她忽然顫抖著,感受到一種極強的,想要嘔吐的感覺。
“交給我吧,還來得及。”一截樹根從地下鉆了出來,把眾人嚇了一跳。
“樹君!”水音開口叫了神樹一聲,她有點奇怪自己的聲音聽起來像是在遙遠的地方響起。
宇智波鼬抬手攔住了其他人,任憑那截樹根不斷伸展,把佐助包裹了起來。
水音暗自松了口氣,然后看見香燐尖叫一聲,用醫療忍術糊了她一臉。
“剛才也不能怪香燐啊,”片刻后,水月難得說了句公道話:“你一張嘴就往外噴血,兩只眼珠子也一直流血淚,比鬼還嚇人。”
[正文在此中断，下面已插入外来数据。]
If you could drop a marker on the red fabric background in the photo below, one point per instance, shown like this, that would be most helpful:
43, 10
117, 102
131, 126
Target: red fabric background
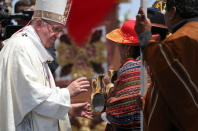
86, 14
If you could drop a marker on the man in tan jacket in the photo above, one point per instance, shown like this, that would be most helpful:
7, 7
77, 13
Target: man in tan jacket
171, 104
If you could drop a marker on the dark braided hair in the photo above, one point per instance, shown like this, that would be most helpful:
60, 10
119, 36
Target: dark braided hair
185, 8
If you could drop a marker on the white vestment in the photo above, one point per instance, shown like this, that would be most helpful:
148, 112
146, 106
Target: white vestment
29, 99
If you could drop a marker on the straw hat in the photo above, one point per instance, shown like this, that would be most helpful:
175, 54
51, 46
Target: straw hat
124, 35
54, 10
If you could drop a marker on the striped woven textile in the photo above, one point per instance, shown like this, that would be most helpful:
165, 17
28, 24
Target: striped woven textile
122, 108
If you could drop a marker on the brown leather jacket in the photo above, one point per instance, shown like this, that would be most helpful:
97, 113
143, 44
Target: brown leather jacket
171, 104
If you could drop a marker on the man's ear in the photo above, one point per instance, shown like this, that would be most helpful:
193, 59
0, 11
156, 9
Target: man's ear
38, 24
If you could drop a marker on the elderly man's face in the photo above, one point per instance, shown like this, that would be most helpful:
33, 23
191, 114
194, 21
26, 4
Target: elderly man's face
49, 32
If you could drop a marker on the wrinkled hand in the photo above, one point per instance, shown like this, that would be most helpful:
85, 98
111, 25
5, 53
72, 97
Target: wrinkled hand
81, 110
142, 23
78, 86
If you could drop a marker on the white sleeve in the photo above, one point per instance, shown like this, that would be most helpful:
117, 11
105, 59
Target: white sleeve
56, 105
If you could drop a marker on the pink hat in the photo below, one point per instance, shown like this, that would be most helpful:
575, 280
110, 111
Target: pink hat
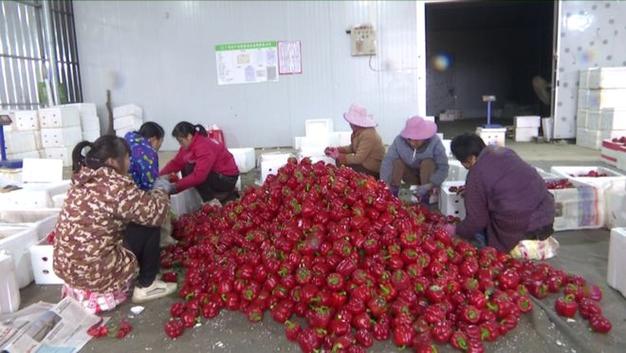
417, 128
358, 116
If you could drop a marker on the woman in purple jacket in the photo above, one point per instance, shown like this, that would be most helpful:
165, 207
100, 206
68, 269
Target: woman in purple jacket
506, 200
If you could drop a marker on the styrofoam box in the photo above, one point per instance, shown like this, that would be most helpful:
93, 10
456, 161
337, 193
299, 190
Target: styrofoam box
607, 98
583, 79
527, 121
492, 136
16, 240
271, 162
607, 77
582, 207
128, 109
62, 137
84, 109
581, 118
616, 276
526, 134
184, 202
245, 158
62, 153
91, 135
20, 141
26, 120
583, 99
59, 117
127, 122
456, 171
24, 155
606, 119
318, 127
33, 195
614, 180
451, 203
36, 170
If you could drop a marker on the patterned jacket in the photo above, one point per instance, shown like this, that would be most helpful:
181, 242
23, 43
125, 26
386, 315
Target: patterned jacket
88, 249
144, 161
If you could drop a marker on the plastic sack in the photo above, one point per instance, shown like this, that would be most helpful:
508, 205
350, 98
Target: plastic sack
535, 249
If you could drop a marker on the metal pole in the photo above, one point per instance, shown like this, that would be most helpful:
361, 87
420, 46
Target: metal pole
51, 51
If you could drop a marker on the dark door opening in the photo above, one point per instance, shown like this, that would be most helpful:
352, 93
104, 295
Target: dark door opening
501, 48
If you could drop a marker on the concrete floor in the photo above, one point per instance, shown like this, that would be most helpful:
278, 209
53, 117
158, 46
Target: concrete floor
583, 252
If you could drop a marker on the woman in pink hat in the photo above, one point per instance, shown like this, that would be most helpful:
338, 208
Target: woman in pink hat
366, 151
416, 157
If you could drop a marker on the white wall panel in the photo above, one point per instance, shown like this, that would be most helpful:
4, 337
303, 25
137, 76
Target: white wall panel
160, 55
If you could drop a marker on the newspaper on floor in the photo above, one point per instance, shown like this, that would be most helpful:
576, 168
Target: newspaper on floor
47, 328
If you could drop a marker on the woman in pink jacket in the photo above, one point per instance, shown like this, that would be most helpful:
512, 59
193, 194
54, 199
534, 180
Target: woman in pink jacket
204, 163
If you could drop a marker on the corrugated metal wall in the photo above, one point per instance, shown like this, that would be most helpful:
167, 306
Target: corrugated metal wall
23, 60
160, 55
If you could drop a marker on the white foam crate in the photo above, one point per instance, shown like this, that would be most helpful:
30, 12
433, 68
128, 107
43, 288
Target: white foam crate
16, 240
20, 141
62, 153
318, 127
607, 98
128, 109
33, 196
61, 137
526, 134
127, 122
527, 121
245, 158
616, 276
451, 203
59, 117
26, 120
492, 136
38, 170
607, 77
581, 118
271, 162
614, 180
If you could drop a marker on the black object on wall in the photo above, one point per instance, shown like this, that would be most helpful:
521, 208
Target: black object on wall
488, 47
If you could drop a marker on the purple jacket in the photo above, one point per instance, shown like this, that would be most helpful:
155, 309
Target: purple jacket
506, 197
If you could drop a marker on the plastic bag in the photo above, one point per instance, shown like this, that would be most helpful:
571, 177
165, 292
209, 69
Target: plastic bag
536, 249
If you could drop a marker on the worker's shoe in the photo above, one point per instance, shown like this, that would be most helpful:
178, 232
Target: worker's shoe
158, 289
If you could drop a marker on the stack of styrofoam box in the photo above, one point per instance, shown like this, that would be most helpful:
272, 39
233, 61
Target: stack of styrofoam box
612, 152
22, 137
451, 203
601, 112
127, 118
492, 136
27, 227
616, 276
245, 158
60, 132
271, 162
526, 128
89, 120
614, 183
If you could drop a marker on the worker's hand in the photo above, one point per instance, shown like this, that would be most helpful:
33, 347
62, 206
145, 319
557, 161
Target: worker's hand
450, 229
422, 190
165, 185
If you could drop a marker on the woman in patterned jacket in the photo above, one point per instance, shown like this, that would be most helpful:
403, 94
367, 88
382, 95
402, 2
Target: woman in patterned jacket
89, 254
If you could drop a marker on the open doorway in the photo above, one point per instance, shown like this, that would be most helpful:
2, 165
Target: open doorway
501, 48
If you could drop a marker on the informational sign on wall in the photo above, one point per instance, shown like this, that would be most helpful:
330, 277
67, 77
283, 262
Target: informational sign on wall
246, 62
289, 57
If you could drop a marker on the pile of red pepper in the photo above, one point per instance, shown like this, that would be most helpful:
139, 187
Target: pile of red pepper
341, 263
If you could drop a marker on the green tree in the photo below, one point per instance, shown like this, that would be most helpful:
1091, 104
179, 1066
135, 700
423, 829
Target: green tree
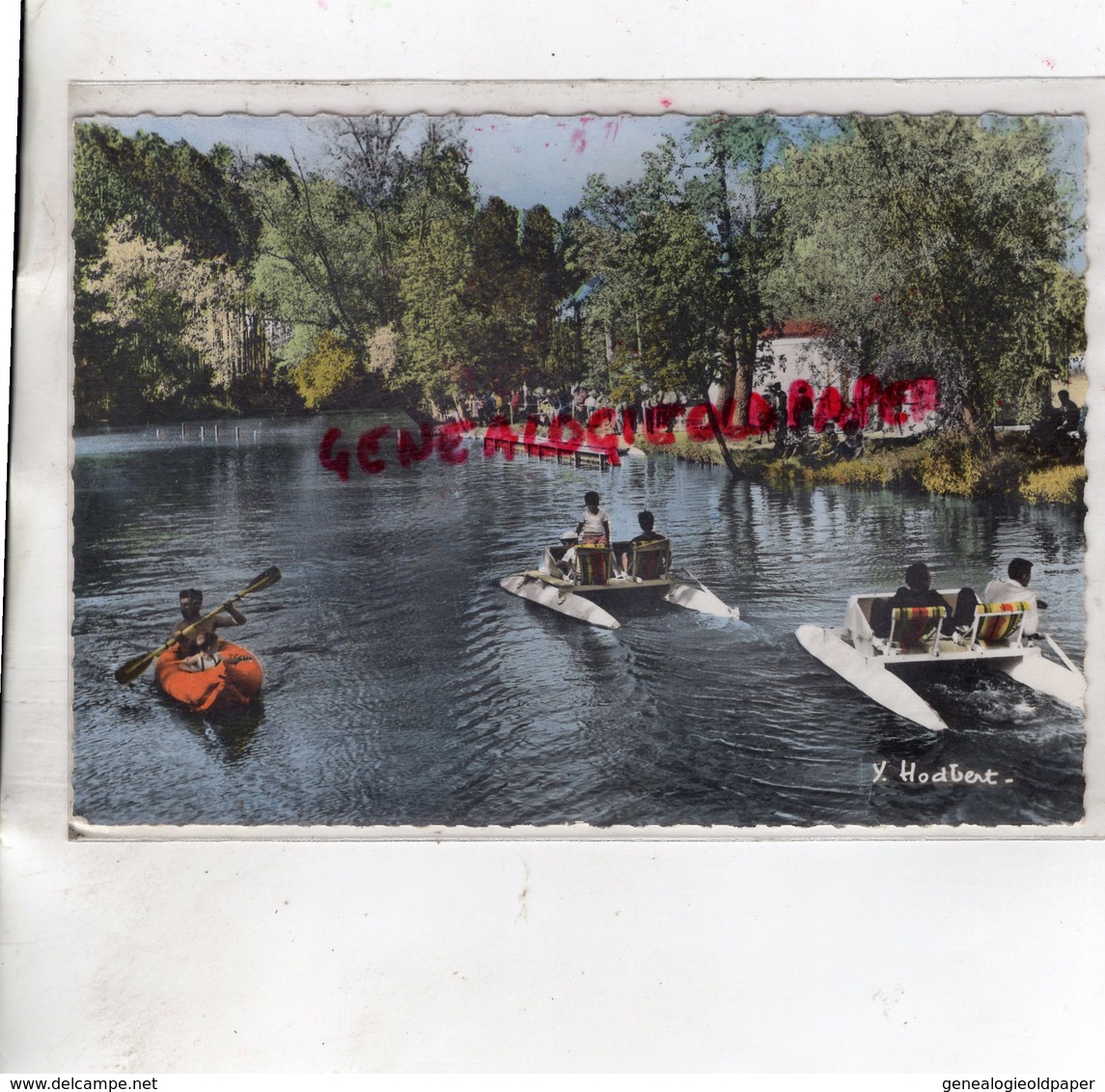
725, 182
315, 266
182, 214
935, 239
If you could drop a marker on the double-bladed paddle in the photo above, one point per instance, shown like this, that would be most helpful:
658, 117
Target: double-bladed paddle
137, 665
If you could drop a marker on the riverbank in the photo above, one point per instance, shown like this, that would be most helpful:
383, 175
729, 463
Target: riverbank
943, 464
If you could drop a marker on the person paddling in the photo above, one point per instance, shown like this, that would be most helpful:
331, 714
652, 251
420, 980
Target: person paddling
191, 609
207, 655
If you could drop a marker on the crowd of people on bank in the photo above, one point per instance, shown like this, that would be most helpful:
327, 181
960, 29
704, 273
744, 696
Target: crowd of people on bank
1059, 428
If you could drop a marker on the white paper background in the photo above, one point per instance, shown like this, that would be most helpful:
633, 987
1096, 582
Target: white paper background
922, 955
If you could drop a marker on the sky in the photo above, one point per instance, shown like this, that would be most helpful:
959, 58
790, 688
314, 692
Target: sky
525, 160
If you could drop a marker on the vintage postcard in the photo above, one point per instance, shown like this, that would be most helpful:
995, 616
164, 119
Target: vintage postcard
347, 359
677, 470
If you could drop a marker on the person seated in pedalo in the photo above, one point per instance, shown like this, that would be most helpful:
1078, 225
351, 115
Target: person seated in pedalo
919, 593
593, 529
649, 534
1015, 589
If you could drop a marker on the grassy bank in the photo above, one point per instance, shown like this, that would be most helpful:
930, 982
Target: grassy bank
944, 464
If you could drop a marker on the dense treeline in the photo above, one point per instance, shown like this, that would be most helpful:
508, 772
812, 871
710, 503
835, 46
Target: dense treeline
924, 245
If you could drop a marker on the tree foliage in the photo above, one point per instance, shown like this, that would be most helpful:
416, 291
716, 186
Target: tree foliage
932, 243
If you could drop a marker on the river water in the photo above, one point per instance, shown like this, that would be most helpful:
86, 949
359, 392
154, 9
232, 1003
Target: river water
403, 687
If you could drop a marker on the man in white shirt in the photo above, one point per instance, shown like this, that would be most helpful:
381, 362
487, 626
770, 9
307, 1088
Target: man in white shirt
1015, 589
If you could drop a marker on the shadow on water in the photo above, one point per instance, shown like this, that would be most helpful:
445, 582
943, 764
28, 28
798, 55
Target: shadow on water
230, 732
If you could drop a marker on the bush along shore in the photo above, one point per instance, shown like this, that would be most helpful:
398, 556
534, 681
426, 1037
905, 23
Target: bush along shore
948, 463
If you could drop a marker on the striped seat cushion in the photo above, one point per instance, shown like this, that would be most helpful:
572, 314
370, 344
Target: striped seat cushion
593, 564
998, 620
913, 623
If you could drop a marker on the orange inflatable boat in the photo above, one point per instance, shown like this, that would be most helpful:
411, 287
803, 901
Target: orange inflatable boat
220, 687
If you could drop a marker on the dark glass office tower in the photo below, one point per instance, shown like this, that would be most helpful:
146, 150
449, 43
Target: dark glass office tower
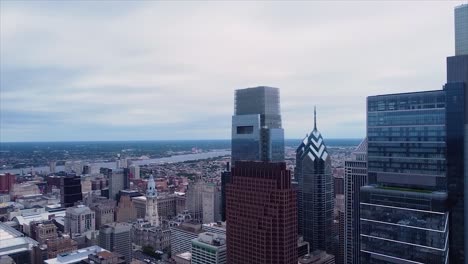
404, 212
414, 209
355, 177
261, 214
256, 125
457, 138
315, 191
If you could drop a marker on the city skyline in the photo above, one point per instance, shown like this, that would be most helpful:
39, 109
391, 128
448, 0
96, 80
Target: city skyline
123, 75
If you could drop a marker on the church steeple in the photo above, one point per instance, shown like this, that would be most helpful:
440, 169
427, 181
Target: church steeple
152, 203
151, 187
315, 118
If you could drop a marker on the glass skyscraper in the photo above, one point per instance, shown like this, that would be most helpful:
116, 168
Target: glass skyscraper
414, 208
403, 213
314, 191
457, 84
256, 125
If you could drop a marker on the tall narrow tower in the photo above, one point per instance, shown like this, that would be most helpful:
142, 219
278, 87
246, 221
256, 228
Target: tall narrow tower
256, 125
315, 191
152, 203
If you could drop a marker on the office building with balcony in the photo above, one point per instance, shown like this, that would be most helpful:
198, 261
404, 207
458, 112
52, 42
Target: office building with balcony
256, 125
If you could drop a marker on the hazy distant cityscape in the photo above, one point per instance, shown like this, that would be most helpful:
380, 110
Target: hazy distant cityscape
396, 195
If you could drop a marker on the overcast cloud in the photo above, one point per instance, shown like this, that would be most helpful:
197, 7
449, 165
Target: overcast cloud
124, 70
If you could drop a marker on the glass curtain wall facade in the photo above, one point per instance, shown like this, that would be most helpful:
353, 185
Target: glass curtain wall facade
256, 125
457, 137
315, 192
403, 213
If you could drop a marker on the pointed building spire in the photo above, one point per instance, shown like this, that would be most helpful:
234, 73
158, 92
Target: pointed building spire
315, 117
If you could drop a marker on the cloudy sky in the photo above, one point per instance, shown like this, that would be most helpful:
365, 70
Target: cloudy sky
83, 70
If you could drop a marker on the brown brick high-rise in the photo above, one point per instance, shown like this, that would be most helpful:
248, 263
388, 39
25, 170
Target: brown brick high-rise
261, 214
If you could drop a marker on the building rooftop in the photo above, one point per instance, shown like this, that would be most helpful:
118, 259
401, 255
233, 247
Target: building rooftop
13, 241
185, 255
216, 240
75, 256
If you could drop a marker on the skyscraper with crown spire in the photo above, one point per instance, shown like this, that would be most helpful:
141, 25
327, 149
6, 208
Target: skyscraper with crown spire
315, 190
152, 203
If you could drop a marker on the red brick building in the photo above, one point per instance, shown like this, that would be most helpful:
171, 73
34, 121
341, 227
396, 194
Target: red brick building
6, 182
261, 214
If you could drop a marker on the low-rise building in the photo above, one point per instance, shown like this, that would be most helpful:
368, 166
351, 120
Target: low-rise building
105, 258
15, 245
158, 237
209, 248
104, 211
183, 258
43, 230
75, 256
79, 219
117, 237
182, 235
125, 211
317, 257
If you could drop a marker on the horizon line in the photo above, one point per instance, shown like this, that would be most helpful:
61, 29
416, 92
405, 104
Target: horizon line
149, 140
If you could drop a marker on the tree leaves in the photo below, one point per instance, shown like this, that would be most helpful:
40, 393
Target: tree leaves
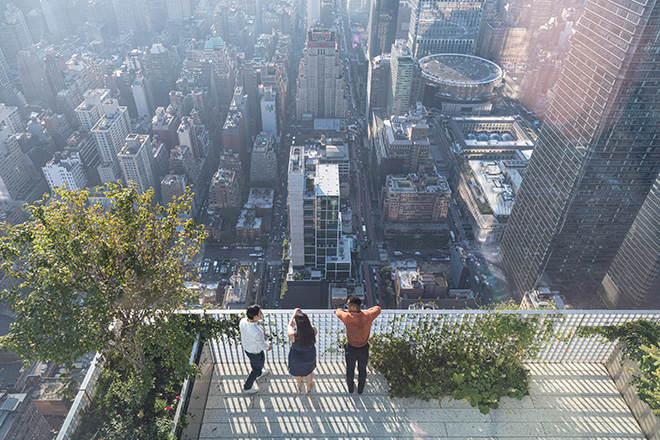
90, 272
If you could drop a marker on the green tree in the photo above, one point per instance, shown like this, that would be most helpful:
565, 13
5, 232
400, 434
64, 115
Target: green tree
97, 276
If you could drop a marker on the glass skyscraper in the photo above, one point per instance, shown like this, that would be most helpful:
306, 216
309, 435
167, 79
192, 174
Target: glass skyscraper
598, 154
382, 26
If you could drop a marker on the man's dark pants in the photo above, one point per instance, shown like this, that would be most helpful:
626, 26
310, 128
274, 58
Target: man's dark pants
361, 356
257, 362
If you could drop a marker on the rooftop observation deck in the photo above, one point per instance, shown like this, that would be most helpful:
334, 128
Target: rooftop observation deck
572, 395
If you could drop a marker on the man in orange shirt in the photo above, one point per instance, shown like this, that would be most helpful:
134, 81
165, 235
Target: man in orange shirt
358, 327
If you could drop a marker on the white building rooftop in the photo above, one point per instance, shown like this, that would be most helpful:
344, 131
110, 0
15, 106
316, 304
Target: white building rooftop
496, 191
326, 182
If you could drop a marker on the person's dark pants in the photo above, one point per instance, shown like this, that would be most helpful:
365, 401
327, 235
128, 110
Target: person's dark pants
361, 356
257, 362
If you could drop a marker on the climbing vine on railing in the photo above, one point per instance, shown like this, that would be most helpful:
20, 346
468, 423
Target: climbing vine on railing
478, 360
640, 343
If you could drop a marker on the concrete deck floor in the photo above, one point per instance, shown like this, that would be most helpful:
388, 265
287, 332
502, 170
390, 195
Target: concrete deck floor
566, 401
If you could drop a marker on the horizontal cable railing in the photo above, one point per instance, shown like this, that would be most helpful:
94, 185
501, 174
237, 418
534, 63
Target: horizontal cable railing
567, 347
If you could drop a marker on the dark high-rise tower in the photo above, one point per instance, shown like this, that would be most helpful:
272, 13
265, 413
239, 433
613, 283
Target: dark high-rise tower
597, 157
382, 26
633, 280
444, 26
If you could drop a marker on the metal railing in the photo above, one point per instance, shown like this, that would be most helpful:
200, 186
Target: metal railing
83, 399
568, 347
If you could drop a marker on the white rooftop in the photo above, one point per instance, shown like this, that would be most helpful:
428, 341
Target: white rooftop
497, 192
326, 181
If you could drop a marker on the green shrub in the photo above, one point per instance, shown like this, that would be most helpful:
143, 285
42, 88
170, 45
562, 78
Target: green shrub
478, 361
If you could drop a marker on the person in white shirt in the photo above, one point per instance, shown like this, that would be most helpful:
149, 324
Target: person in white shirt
254, 343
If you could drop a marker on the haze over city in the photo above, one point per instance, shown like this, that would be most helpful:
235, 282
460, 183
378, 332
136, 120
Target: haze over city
417, 154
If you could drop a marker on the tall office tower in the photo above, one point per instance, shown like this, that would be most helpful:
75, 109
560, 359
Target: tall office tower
402, 68
83, 144
444, 26
156, 16
54, 19
110, 134
296, 198
268, 110
14, 168
313, 15
218, 53
382, 26
89, 111
164, 125
263, 165
33, 76
314, 218
142, 97
10, 118
378, 83
131, 16
597, 158
178, 9
14, 33
160, 69
632, 281
187, 136
321, 77
137, 162
65, 169
8, 93
327, 13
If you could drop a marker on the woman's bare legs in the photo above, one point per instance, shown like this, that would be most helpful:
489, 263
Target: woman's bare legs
309, 380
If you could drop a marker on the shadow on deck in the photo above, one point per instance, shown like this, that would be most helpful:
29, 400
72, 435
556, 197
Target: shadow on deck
566, 401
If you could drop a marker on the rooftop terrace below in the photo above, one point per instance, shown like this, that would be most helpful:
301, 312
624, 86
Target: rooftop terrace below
566, 401
572, 389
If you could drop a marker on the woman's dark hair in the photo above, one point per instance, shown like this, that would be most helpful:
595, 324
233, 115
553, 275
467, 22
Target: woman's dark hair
253, 311
305, 336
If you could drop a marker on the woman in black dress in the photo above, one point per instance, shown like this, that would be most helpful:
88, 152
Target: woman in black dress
302, 356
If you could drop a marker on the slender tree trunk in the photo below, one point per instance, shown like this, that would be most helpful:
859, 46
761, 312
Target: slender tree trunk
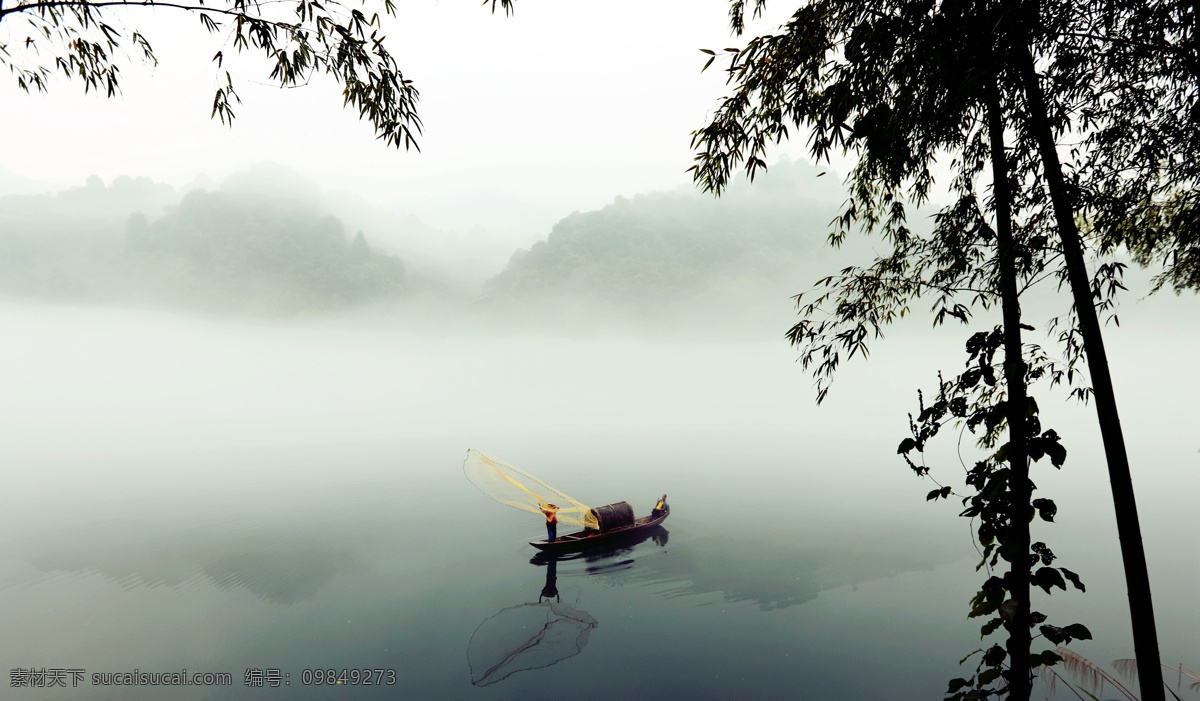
1141, 611
1017, 405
“啊……”水音坐在地上,用手帕擦著臉上的血:“打的太上頭了……完全沒注意呢。”
她就坐在包裹著佐助的樹繭旁邊,聽著里面漸漸強勁起來的氣息,想要嘔吐的感覺消失了。
“好險啊,差一點又到‘那邊’去了,”樹藤發出了熟悉的聲音:“還好佐助君有經驗。”
“啊!!!”水月大叫:“它會說話啊!”
“是自然之力……”重吾謹慎地說:“這樹,和之前不一樣了……”
“現在,”緩過勁兒來的水音看向遠處的巨樹:“反派要換換人了。”
不知何時,一群黑衣忍者出現,背負著筒狀武器,訓練有素地來到了神樹的腳下。
領頭者是個黑衣女人。她抬頭,向著不知何時出現在神樹枝丫間,栗色長發的美人打了聲招呼。
兩位女子只是互相微笑了下,出聲的卻是那片綠色的枝丫:“鷺鷺~”
原之國政變后上臺的大名,前公主鷺原,帶領部隊來到戰場上。
“日安,神樹大人。”
黑衣忍者們手持筒狀武器,接替了力竭的邁特凱,向宇智波斑發動了攻擊。
“可笑!”宇智波斑擋住幾發炮彈,不屑地閃現至其中一人身后,想要以黑色錫杖貫穿對方。
“咚!”地一聲,錫杖不僅沒有貫穿那忍者的身體,還被擋了回去。
“八咫鏡?!”宇智波斑不由驚呼。他憑借頂級忍者的速度,立刻向另一人襲去,卻同樣被擋了回來。
這一小隊,每人都配備了八咫鏡作為防御。
完成拖延時間的任務,這只小隊迅速后退。遠處,查克拉與青火粉混合制成的巨大炮彈,朝著宇智波斑飛來。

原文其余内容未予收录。